This has been such a busy week. After being off for two weeks for Christmas vacation, a week back to work has me making some major adjustments. The first two days back had me thinking, "How am I going to make it to May?". Between the lesson plans, 504 paperwork, and the crazy iNOW computer gradebook system not cooperating, I found myself exhausted and a bit overwhelmed. I have to say though, my students are really wonderful (both this semester and last semester). I have several girls that pat my growing belly daily and want to know every detail of my plans for the nursery and my new baby. Several teacher buddies check on me constantly to make sure I'm feeling okay and not overdoing anything. Everyone greets me in the hallway with a smile and the nice greeting of, "You are really starting to show!". It cracks me up, but I must admit... I do love it :)

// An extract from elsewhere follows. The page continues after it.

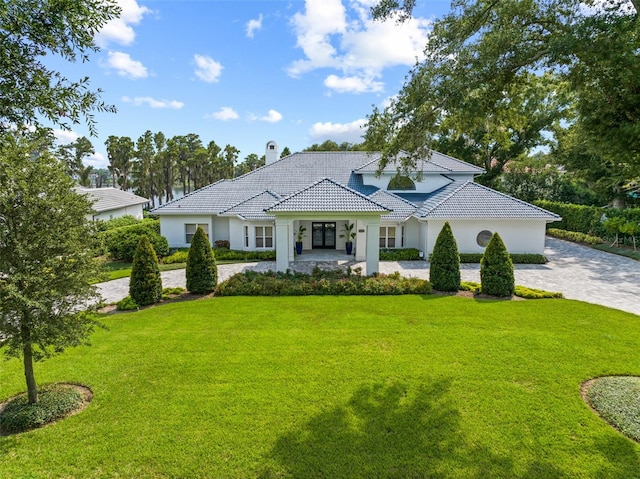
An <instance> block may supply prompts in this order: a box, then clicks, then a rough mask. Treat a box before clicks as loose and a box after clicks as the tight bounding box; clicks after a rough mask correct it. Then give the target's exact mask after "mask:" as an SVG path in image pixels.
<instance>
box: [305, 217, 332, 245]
mask: <svg viewBox="0 0 640 479" xmlns="http://www.w3.org/2000/svg"><path fill="white" fill-rule="evenodd" d="M311 242H312V247H313V248H314V249H336V224H335V223H327V222H322V223H312V224H311Z"/></svg>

Being back to work is a bitter, sweet reality for me. I know that this is the last semester where I will only have to worry about getting "myself" to school on time, taking sick days just because I can (even though I know that is frowned upon and rarely do that ) or thinking I'll just do that work at home tonight. I realize that this may just be the last semster I get to be selfish. I've had this thought in the back of my mind since Monday morning when I headed to work. The funny thing is that the our devotions have been about selfishness this week. Tuesday's nights passage really made me think. The devotion asked us what was the opposite of love? I immediately said, "hate". However, as we read through the passage it talked about how selfishness was really the opposite of love. How can one person claim to love, but yet be only concerned with themselves? Love, true love, Godly love, doesn't work that way. So, with that being said, I'm so ready to love on our baby William. My prayer is that Dustin and I will lead by example and teach William what real love is. SelfLESSness!
I hope all my fellow teachers have had a wonderful week back at work!